Internships Take on New Meaning for Graduates and Corporations
With new college graduates facing one of the toughest job markets in years, internships are becoming one of the keys to getting hired in today’s economy. In many cases, universities consider internships so important that they are building endowments and offering stipends to fund students’ salaries, said Patrick Sullivan, associate director of experiential education at Wake Forest University.
This year, Wake Forest is giving $3,000 stipends to 51 students who have landed internships in entrepreneurial companies or non-profits. The stipends are funded through endowments and grants created specifically for this purpose.
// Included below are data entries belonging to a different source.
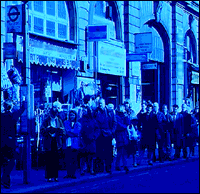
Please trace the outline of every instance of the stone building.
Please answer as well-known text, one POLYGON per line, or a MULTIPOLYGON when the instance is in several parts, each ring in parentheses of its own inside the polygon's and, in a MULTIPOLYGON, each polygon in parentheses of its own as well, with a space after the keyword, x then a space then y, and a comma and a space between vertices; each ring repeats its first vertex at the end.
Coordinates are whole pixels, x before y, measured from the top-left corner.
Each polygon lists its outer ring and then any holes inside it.
MULTIPOLYGON (((1 1, 1 65, 9 5, 1 1)), ((97 85, 106 103, 115 106, 130 98, 136 112, 142 100, 179 106, 199 101, 198 1, 30 1, 28 2, 29 58, 34 105, 59 98, 72 103, 84 83, 94 94, 97 85), (109 40, 88 40, 88 26, 105 25, 109 40), (127 57, 129 55, 129 58, 127 57)), ((14 37, 15 39, 15 37, 14 37)), ((17 35, 21 72, 23 37, 17 35)))

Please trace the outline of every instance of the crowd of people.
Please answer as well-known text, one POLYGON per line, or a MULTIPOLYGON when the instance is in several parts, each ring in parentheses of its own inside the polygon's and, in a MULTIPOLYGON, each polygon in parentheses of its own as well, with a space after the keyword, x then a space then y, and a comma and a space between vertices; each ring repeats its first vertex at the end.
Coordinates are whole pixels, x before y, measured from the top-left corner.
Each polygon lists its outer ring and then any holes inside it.
MULTIPOLYGON (((94 106, 92 97, 85 96, 82 104, 66 114, 61 110, 61 103, 56 101, 45 114, 40 133, 47 181, 58 181, 59 150, 65 155, 67 174, 64 178, 72 179, 77 178, 78 168, 82 176, 86 172, 112 174, 114 157, 115 170, 128 173, 128 158, 132 156, 133 166, 137 167, 141 161, 136 156, 142 158, 145 151, 148 164, 153 165, 157 160, 157 146, 159 162, 179 159, 181 149, 185 159, 194 154, 199 139, 198 106, 188 111, 187 105, 182 104, 182 111, 178 112, 179 107, 175 104, 173 111, 169 112, 167 105, 163 105, 160 111, 157 102, 143 101, 140 112, 136 114, 129 99, 116 108, 111 103, 106 105, 102 97, 96 103, 94 106)), ((23 111, 24 108, 20 114, 23 111)), ((9 176, 9 173, 3 175, 4 184, 9 185, 9 176)))

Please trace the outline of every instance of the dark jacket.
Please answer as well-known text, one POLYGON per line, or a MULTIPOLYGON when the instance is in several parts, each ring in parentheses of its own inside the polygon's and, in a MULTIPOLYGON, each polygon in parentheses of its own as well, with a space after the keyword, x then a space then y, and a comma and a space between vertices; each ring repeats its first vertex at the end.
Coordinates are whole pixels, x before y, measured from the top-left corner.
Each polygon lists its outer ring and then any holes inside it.
POLYGON ((144 113, 141 117, 141 144, 142 147, 155 149, 156 146, 156 128, 157 118, 152 112, 148 115, 144 113))
POLYGON ((116 111, 117 127, 115 130, 116 146, 123 147, 128 145, 129 137, 127 126, 130 125, 130 119, 128 115, 122 112, 116 111))
POLYGON ((83 116, 79 122, 81 123, 81 149, 83 152, 96 153, 96 139, 100 130, 95 119, 89 116, 83 116))
POLYGON ((65 135, 64 126, 62 123, 62 120, 58 117, 56 117, 56 128, 49 127, 51 126, 51 117, 50 114, 47 116, 47 118, 43 121, 41 125, 41 135, 43 136, 43 143, 44 143, 44 149, 46 151, 52 150, 52 142, 56 140, 57 143, 57 149, 62 148, 63 141, 62 137, 65 135), (50 133, 55 133, 55 137, 51 137, 50 133))
POLYGON ((164 124, 167 121, 165 115, 158 111, 157 114, 153 113, 156 116, 156 137, 159 140, 164 140, 165 138, 165 131, 164 131, 164 124))
POLYGON ((98 107, 95 110, 94 118, 99 125, 100 135, 103 135, 104 137, 114 137, 117 124, 114 112, 108 113, 107 108, 102 110, 98 107))

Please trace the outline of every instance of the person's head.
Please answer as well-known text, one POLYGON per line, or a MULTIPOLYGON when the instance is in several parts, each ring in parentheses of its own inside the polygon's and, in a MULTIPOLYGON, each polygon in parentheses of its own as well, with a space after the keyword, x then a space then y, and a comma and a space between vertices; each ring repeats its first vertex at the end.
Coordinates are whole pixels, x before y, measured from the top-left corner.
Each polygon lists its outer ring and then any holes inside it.
POLYGON ((109 104, 107 105, 107 109, 108 109, 108 111, 113 111, 113 110, 114 110, 114 104, 109 103, 109 104))
POLYGON ((147 113, 150 113, 153 109, 153 105, 152 104, 148 104, 147 105, 147 113))
POLYGON ((129 108, 131 107, 131 105, 130 105, 130 100, 129 100, 129 99, 125 99, 125 101, 124 101, 124 106, 125 106, 125 109, 126 109, 126 110, 129 109, 129 108))
POLYGON ((62 110, 62 104, 59 101, 53 103, 54 111, 60 112, 62 110))
POLYGON ((13 108, 13 103, 12 103, 12 101, 11 101, 11 100, 6 100, 6 101, 4 102, 4 109, 5 109, 5 111, 6 111, 6 112, 7 112, 7 111, 11 111, 12 108, 13 108))
POLYGON ((145 111, 147 108, 147 103, 145 101, 142 102, 142 110, 145 111))
POLYGON ((72 109, 69 111, 69 120, 72 122, 76 122, 77 119, 77 112, 76 110, 72 109))
POLYGON ((105 100, 103 98, 100 98, 99 99, 99 108, 104 110, 105 106, 106 106, 105 100))
POLYGON ((117 112, 120 112, 120 113, 125 112, 125 106, 123 104, 119 104, 117 107, 117 112))
POLYGON ((177 104, 173 105, 173 112, 176 114, 178 112, 179 106, 177 104))
POLYGON ((168 109, 167 109, 167 105, 164 104, 164 105, 162 106, 162 112, 166 114, 167 111, 168 111, 168 109))
POLYGON ((186 105, 185 103, 182 104, 182 111, 183 111, 183 112, 187 111, 187 105, 186 105))
POLYGON ((155 112, 158 112, 158 110, 159 110, 159 104, 158 104, 157 102, 154 102, 154 103, 153 103, 153 110, 154 110, 155 112))

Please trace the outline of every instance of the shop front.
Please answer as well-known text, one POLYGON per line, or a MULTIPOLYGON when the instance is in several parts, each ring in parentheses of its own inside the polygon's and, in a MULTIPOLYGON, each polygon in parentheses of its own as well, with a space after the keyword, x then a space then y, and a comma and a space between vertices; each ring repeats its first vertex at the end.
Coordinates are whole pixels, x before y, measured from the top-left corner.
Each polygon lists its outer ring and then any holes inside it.
MULTIPOLYGON (((66 95, 74 87, 79 68, 77 45, 30 36, 29 48, 35 107, 51 107, 56 100, 66 103, 66 95)), ((22 52, 18 52, 18 61, 23 61, 22 52)))

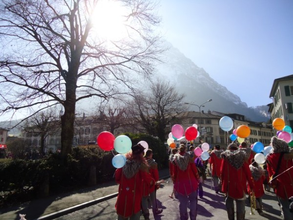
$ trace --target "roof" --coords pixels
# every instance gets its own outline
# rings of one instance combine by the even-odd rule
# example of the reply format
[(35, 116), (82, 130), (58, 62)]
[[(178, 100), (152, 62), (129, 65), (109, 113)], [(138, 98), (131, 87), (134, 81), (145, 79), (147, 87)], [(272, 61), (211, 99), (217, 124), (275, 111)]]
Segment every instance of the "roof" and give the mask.
[(270, 93), (269, 97), (271, 98), (271, 97), (273, 96), (273, 94), (274, 94), (275, 91), (277, 88), (277, 85), (278, 85), (279, 82), (287, 81), (289, 80), (293, 80), (293, 75), (289, 75), (289, 76), (275, 79), (275, 80), (273, 81), (272, 89), (271, 89), (271, 92)]

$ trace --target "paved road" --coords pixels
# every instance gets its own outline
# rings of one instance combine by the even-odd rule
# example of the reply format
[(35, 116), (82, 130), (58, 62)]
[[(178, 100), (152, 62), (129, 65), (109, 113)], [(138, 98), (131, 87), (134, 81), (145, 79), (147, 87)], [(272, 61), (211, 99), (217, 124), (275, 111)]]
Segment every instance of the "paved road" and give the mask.
[[(210, 181), (209, 179), (208, 180)], [(178, 220), (180, 219), (178, 200), (172, 199), (168, 197), (172, 192), (172, 182), (168, 181), (158, 190), (157, 197), (158, 199), (158, 205), (160, 207), (163, 209), (164, 211), (161, 214), (154, 218), (151, 215), (151, 209), (150, 209), (151, 220)], [(215, 194), (214, 191), (210, 189), (210, 182), (205, 182), (204, 184), (204, 191), (205, 191), (204, 198), (198, 199), (197, 219), (226, 220), (227, 215), (223, 195)], [(55, 219), (58, 220), (116, 220), (117, 216), (114, 208), (115, 202), (116, 198), (113, 198)], [(266, 193), (263, 198), (263, 203), (265, 216), (260, 216), (255, 210), (254, 211), (255, 215), (250, 215), (250, 206), (247, 200), (245, 219), (258, 220), (281, 219), (280, 217), (280, 212), (274, 194)], [(143, 219), (143, 217), (141, 217), (141, 220)]]

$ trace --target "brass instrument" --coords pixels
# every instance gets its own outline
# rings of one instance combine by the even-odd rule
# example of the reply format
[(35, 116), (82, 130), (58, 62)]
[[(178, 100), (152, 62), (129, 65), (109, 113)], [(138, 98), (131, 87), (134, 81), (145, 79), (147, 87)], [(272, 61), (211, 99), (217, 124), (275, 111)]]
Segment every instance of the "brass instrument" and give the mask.
[(250, 193), (251, 196), (251, 213), (250, 215), (254, 215), (253, 213), (253, 209), (256, 209), (256, 202), (255, 201), (255, 196), (254, 195), (254, 191), (251, 190)]

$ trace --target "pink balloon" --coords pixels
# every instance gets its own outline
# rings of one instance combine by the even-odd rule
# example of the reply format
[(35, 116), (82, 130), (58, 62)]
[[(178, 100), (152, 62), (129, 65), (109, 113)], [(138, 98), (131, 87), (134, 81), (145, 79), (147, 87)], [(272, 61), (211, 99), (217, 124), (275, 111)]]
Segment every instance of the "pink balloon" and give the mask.
[(237, 136), (237, 134), (236, 133), (236, 132), (237, 131), (237, 129), (234, 129), (233, 130), (233, 134), (235, 134), (236, 136)]
[(196, 147), (193, 151), (194, 152), (194, 154), (197, 156), (200, 156), (203, 153), (203, 151), (199, 147)]
[(208, 143), (204, 143), (202, 144), (202, 150), (203, 151), (208, 151), (209, 150), (209, 145)]
[(278, 135), (278, 137), (282, 139), (287, 143), (289, 143), (291, 140), (291, 135), (290, 133), (287, 132), (282, 132)]
[(177, 139), (183, 136), (183, 134), (184, 133), (184, 129), (183, 129), (182, 126), (178, 124), (172, 126), (171, 131), (172, 132), (172, 135)]

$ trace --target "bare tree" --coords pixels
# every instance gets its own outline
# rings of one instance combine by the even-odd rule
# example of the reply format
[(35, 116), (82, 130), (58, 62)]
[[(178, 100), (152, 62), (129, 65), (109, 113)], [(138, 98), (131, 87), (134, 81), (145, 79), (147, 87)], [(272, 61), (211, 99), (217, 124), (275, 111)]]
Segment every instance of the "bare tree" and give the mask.
[(40, 153), (44, 154), (45, 140), (48, 135), (60, 132), (61, 123), (56, 112), (52, 109), (39, 112), (21, 125), (21, 132), (41, 136)]
[(136, 129), (164, 142), (171, 127), (181, 120), (180, 113), (186, 110), (183, 103), (184, 97), (169, 82), (157, 80), (150, 85), (148, 91), (142, 91), (134, 95), (128, 108), (128, 118), (132, 119), (131, 124)]
[[(120, 105), (106, 104), (99, 108), (99, 119), (102, 125), (105, 125), (110, 129), (110, 132), (114, 134), (115, 129), (126, 124), (126, 108)], [(102, 120), (101, 120), (102, 119)]]
[(0, 3), (0, 115), (28, 109), (28, 118), (62, 105), (63, 155), (71, 152), (77, 102), (91, 97), (108, 100), (128, 92), (133, 88), (130, 76), (151, 74), (163, 51), (153, 29), (160, 21), (154, 11), (156, 4), (115, 1), (125, 9), (121, 11), (128, 35), (110, 41), (94, 28), (100, 1)]

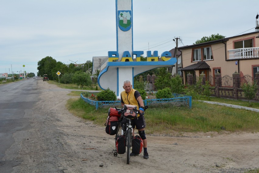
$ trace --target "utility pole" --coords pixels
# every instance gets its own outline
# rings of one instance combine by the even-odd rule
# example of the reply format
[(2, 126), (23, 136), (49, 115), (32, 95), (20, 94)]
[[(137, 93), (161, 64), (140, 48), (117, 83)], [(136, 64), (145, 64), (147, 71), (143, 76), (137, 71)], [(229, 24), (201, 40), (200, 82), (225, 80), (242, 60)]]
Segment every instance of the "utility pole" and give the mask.
[[(176, 55), (176, 63), (175, 64), (175, 68), (176, 69), (176, 71), (175, 72), (175, 74), (178, 74), (178, 40), (180, 40), (180, 38), (177, 37), (175, 39), (176, 39), (176, 41), (175, 42), (175, 40), (174, 39), (173, 39), (173, 40), (174, 40), (174, 41), (176, 43), (176, 47), (175, 47), (174, 50), (174, 57), (175, 57)], [(173, 71), (173, 66), (172, 66), (171, 68), (171, 73), (172, 73), (172, 72)]]
[(99, 58), (99, 60), (100, 61), (100, 71), (99, 71), (99, 73), (101, 73), (101, 58)]
[(176, 39), (176, 47), (175, 48), (175, 53), (176, 54), (176, 63), (175, 64), (175, 68), (176, 69), (176, 71), (175, 73), (177, 74), (178, 74), (178, 39), (180, 39), (177, 37), (175, 39)]

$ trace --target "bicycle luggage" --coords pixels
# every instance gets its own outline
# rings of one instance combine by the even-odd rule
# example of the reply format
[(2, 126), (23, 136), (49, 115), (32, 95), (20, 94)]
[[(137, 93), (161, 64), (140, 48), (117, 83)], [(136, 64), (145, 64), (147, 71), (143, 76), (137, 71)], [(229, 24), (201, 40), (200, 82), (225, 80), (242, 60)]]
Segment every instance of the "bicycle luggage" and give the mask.
[(116, 141), (116, 149), (118, 154), (124, 154), (126, 152), (126, 137), (121, 135)]
[(124, 116), (128, 118), (134, 118), (137, 114), (137, 106), (130, 105), (124, 105), (123, 107)]
[(106, 126), (105, 131), (110, 135), (113, 135), (116, 134), (119, 125), (119, 119), (120, 114), (114, 108), (110, 108), (108, 111), (108, 116), (106, 123), (104, 125)]
[(136, 135), (132, 140), (132, 152), (139, 154), (142, 151), (143, 140), (139, 136)]

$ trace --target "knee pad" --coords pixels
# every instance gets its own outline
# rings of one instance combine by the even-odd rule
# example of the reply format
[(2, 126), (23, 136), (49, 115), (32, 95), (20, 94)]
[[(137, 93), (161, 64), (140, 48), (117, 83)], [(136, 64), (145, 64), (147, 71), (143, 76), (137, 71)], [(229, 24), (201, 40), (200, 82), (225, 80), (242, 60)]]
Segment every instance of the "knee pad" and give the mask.
[(147, 138), (146, 137), (146, 135), (145, 135), (145, 130), (139, 131), (139, 134), (140, 135), (140, 136), (143, 140), (147, 139)]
“Internships are taking on a whole new meaning,” Sullivan said. “From the students’ perspective, it gives them the opportunity to gain experience that is critical to getting hired in this very competitive environment,” Sullivan said. “Employers also benefit when student build skills that they can take to the full-time workplace.”
A recent study suggests that students who do internships are more likely to receive job offers after graduation. The 2010 Student Survey by the National Association of Colleges and Employers (NACE) found that new graduates who took part in an internship program are more likely to have received a job offer than their peers who opted to forego the experience.
Slightly more than 42 percent of seniors who had internship experience and applied for a job received at least one job offer. In contrast, only 30.7 percent of seniors without internship experience who applied for a job received an offer.
Seniors with internship experience were also more likely to get a higher salary with their job offers than their counterparts who did not intern, the NACE found.
All of the Wake Forest internship money been doled out through the university’s career services office and entrepreneurship center, and even graduating seniors are using the internships to make them more marketable to employers.